The focus of the story in all of its forms has always been Major Motoko Kusanagi, an anti-terrorism paramilitary operator whose brain has been placed inside an entirely cybernetic body. Here, the Major is portrayed with admirable athleticism by Scarlett Johansson, but her robotic delivery is too on-the-nose to serve the character’s principal internal conflict. Traditionally, the story’s premise has been used to explore the meaning of humanity when little else of the human remains beyond the mind and soul, and by robbing the character of that subtle semblance of humanity, Sanders and Johansson have missed the point entirely. Sanders replaces the source material’s existential bent with a less inventive fixation on stereotypical sci-fi action tropes that squander the nuanced intricacies of character shading that made the 1995 anime an instant classic. It’s as though the filmmakers completely misinterpreted the appeal of their source material, and while this may not be overly surprising, it is profoundly disappointing.

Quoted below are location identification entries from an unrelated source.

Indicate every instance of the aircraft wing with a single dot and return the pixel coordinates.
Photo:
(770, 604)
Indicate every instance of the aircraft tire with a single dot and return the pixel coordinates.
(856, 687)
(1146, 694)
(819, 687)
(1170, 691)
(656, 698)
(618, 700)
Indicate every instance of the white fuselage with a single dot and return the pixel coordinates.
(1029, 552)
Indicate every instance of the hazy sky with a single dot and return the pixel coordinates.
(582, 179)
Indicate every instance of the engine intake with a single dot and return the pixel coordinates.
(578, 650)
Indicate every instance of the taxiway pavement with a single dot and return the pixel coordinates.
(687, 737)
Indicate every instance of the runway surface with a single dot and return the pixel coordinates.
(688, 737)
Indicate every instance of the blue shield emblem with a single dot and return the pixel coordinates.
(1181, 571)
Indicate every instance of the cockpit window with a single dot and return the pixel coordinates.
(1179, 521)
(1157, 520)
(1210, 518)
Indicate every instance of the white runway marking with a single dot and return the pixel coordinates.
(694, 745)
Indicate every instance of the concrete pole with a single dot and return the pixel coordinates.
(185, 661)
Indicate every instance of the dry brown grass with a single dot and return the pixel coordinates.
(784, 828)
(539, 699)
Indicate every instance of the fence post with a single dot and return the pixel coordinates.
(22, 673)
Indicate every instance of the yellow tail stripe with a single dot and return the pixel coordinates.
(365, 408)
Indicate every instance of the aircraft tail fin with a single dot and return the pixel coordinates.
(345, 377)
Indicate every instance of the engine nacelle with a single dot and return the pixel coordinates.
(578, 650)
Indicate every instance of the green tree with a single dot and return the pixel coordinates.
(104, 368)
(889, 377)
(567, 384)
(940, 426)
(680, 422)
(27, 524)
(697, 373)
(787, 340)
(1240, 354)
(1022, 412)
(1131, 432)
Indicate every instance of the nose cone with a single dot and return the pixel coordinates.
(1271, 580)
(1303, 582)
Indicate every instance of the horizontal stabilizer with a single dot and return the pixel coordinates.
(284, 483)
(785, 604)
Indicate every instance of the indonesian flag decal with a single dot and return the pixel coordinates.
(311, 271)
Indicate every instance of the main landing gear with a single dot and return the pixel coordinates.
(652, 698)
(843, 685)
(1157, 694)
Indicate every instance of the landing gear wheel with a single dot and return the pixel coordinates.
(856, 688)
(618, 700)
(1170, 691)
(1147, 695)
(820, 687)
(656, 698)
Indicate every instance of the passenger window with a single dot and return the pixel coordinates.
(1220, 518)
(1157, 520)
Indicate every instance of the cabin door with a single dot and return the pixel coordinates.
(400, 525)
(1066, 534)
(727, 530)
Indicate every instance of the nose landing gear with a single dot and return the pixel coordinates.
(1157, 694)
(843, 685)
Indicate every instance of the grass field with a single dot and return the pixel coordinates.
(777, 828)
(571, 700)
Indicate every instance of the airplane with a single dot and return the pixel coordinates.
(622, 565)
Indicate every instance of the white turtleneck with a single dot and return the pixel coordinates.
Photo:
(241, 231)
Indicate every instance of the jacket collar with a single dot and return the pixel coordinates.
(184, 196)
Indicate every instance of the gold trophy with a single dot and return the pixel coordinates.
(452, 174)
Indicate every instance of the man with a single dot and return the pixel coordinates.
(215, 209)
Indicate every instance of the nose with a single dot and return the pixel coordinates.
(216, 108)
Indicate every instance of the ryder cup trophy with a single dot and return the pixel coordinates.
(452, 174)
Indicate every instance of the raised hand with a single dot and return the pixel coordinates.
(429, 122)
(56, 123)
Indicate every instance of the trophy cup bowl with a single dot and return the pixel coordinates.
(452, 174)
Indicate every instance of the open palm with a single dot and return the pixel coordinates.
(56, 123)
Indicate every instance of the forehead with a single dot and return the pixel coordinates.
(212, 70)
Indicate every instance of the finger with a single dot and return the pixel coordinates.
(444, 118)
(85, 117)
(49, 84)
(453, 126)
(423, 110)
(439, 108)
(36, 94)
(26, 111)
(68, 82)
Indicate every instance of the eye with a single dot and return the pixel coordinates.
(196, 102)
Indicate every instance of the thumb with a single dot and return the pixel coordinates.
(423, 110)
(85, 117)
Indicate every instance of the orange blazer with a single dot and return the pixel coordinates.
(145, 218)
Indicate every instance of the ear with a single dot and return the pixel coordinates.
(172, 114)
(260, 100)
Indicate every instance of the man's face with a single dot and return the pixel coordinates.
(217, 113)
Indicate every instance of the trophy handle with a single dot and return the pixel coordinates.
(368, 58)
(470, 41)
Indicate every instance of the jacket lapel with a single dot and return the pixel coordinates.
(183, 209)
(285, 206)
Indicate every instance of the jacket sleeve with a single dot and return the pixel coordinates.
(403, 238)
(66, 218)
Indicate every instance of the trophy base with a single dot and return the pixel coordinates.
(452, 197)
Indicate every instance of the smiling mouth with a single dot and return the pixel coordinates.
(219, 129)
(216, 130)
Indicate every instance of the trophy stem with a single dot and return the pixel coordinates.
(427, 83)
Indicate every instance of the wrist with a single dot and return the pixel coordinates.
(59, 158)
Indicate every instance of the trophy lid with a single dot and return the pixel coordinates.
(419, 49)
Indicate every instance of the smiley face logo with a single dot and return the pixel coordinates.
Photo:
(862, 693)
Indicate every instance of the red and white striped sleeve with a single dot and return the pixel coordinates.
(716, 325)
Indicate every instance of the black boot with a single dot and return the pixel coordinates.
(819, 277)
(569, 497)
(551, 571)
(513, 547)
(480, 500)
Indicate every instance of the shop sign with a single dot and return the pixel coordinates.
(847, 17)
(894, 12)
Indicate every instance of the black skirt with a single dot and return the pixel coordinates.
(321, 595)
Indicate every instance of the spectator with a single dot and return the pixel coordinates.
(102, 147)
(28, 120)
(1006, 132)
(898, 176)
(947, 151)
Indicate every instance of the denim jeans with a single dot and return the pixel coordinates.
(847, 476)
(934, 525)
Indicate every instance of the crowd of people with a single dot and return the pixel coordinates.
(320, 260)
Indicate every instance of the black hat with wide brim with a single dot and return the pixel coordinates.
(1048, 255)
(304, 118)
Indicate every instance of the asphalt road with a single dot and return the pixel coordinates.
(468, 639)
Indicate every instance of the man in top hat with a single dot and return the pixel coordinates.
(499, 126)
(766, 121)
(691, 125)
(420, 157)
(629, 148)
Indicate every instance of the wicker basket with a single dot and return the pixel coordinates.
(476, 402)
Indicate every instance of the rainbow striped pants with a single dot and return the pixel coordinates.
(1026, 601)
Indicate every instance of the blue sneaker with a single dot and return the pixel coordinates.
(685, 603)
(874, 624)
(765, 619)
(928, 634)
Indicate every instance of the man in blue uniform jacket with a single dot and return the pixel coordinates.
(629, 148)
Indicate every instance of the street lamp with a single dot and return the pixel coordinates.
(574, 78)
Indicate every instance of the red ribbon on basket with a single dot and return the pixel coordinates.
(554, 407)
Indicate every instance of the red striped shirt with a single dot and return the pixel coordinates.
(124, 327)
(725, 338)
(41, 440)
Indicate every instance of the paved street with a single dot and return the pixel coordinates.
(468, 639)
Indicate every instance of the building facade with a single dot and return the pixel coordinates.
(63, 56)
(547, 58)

While Sanders’ film is visually stunning (especially in 3-D), it lacks the textural grime that distinguished Oshii’s film. While the original was aesthetically indebted to Blade Runner, Sanders’ work is more akin to The Fifth Element — and even those willing to forgive that film’s myriad flaws will see that this Ghost suffers by comparison. Sanders and screenwriters Jaimie Moss and William Wheeler have cobbled together bits and pieces of the franchise’s various media properties, taking ideas and characters that may or may not have had any relevance to the story they’re trying to tell and inserting them in the hopes of providing a sense of depth that their film clearly lacks. Much of the film plays as if Sanders is trying desperately to convince the audience he’s a fan of the property while evidently failing to grasp the narrative beats that needed to be established in order to effectively re-create the emotional resonance of his inspiration.
The uproar surrounding Johansson’s casting as an Asian character proves legitimate in practice, but the film makes matters far worse than I could have anticipated — the movie awkwardly shoehorns in a plot point that addresses the issue for one whitewashed character, but none of the others. Sanders et. al. have stripped away the story’s heart — along with much of the sex and violence that so many 12-year-olds (myself included) found so compelling when they discovered Oshii’s work for the first time on home video — and by curtailing the narrative’s more thought-provoking aspects, they’ve delivered a film that is all form and no function. Rated PG-13 for intense sequences of sci-fi violence, suggestive content and some disturbing images. Now Playing at Carolina Cinemark, Regal Biltmore Grande, Epic of Hendersonville.